BOLOGNA – Nel corso delle ultime settimane, la polizia stradale per l’Emilia Romagna, ha svolto una serie di servizi di controllo finalizzati alla repressione dei reati in ambito autostradale e alla vigilanza delle principali arterie nazionali, che hanno condotto a ottimi risultati operativi su più fronti.
Nello specifico, le pattuglie della sottosezione di Pian del Voglio, nei pressi di Castiglione dei Pepoli (Bologna), hanno proceduto al controllo di un’autovettura di grossa cilindrata, la cui targa è risultata segnalata per un provvedimento di pignoramento. A bordo vi erano due cittadini stranieri, entrambi con precedenti per reati contro il patrimonio e in materia di stupefacenti. A seguito della perquisizione personale, il conducente, un trentanovenne straniero, è stato trovato in possesso di circa 3 grammi di cocaina, suddivisa in 4 involucri termosaldati, materiale per il confezionamento, circa 2.500 euro in contanti, 4 telefoni cellulari e un documento d’identità rubato. L’uomo è stato tratto in arresto e, come disposto dal Tribunale di Bologna a seguito del rito direttissimo, sottoposto alla misura cautelare dell’obbligo di dimora.
Nella stessa serata, un’altra pattuglia, unitamente a un equipaggio dei Carabinieri, è intervenuta su un cavalcavia dell’A1 tra Barberino di Mugello e Roncobilaccio, dove era stata segnalata una persona con manifeste intenzioni suicide.

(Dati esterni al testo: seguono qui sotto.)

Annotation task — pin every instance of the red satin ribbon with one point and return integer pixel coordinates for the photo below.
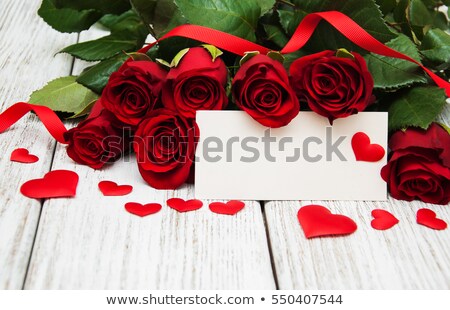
(238, 46)
(49, 118)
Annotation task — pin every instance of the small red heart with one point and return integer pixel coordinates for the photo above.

Agenti e militari sono riusciti ad avvicinarsi e ad afferrare l’uomo, un quarantenne, poi affidato alle cure dei sanitari del 118 di Firenze.
Infine, nel quadro della costante attività di contrasto agli eccessi di velocità nei cantieri autostradali, dove il limite è di 60 km/h a tutela degli operai presenti, la Sottosezione ha intensificato i controlli per prevenire gli infortuni sul lavoro. Tra febbraio e marzo, tali servizi hanno portato all’accertamento di 140 infrazioni per il superamento del limite di oltre 40 km/h. Si ricorda che, ai sensi dell’art. 142 del Codice della Strada, tali violazioni comportano il ritiro immediato della patente: da 1 a 3 mesi, fino a 60 km/h oltre il limite, o da 6 a 12 mesi, sopra i 60 km/h, con decurtazioni rispettivamente di 6 e 10 punti.